I am working with the networking folks to determine what can be configured differently with the load balancer, but in the meantime I was wondering if there was another way I could get the client's IP other than using that IIS Server Variable? Or any other suggestions?
Thank you!
Upvotes: 1
Views: 2667
Reputation: 2069
Which load balancer are you using? It sounds as if your load balancer is acting as a proxy for the web traffic, hence the reason the source appears to come from the LB. Most hardware load balancers are built on Linux platforms and there is provision for transparency if the kernel supports it: http://www.mjmwired.net/kernel/Documentation/networking/tproxy.txt However, this would probably require root access to the unit and some downtime. But it is something that may be worth mentioning to the vendor's support team if they don't have any ideas.

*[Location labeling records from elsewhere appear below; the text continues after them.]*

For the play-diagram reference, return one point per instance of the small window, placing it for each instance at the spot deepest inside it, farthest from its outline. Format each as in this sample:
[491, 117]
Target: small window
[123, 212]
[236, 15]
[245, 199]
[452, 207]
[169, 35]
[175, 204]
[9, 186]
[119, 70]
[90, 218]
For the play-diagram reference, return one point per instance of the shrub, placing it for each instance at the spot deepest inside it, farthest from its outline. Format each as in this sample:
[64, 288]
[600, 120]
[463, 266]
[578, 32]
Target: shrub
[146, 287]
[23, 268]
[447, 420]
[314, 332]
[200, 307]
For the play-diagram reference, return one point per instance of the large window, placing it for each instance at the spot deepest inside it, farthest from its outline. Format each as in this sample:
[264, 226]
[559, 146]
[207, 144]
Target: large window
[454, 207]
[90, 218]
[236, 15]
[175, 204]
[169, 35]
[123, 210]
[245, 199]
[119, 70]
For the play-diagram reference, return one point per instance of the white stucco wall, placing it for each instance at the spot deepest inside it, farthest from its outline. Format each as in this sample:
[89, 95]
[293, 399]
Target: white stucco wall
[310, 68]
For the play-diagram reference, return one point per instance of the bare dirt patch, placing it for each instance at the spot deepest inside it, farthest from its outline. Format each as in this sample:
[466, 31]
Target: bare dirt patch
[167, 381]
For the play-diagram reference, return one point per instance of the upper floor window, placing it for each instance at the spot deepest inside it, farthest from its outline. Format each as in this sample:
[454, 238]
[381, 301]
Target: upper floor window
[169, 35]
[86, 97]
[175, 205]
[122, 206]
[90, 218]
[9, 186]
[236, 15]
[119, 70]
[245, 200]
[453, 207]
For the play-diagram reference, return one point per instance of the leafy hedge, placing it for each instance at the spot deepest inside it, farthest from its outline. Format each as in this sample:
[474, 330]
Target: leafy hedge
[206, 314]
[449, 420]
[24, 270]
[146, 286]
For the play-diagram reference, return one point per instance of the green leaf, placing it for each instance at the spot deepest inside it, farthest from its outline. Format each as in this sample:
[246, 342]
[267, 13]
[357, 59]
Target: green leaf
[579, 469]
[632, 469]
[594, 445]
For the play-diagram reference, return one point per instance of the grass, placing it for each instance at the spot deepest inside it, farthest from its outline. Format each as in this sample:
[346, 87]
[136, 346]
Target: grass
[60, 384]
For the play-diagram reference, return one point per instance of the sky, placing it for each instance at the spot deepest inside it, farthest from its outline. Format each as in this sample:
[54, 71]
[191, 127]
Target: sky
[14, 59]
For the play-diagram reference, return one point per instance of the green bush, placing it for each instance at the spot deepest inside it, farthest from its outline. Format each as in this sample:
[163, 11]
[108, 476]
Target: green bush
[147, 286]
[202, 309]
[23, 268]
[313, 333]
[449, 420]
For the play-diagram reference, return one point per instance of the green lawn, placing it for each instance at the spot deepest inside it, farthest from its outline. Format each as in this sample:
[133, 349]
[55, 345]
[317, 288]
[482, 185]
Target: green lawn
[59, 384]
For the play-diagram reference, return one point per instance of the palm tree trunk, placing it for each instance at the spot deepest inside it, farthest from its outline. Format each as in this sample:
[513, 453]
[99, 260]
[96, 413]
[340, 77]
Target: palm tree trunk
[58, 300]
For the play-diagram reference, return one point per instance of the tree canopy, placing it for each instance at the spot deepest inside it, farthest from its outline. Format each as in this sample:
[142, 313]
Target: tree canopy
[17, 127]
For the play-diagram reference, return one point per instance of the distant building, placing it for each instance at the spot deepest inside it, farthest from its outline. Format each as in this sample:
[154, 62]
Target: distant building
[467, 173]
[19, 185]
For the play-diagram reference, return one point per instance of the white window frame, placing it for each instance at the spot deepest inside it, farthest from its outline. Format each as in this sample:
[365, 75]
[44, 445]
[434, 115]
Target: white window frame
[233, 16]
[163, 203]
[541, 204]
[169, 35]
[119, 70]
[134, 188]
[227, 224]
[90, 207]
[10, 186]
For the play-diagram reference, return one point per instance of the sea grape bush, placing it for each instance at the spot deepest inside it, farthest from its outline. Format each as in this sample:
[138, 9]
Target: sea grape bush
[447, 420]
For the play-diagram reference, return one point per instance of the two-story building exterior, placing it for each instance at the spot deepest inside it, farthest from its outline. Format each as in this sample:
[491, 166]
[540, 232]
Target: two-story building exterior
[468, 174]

Another (hopefully much easier) option: You may be able to configure the load balancer's proxy to write the client's source IP in the HTTP x-forwarded-for header: http://en.wikipedia.org/wiki/X-Forwarded-For And then you'll be able to read this header via ASP.net in a similar way:
Request.ServerVariables("X-Forwarded-For")
This may already work if the proxy is already doing this.
Really your options depend on what your load balancer is capable of, and what is configurable. Note the list of common hardware vendors at the bottom of the wiki page above.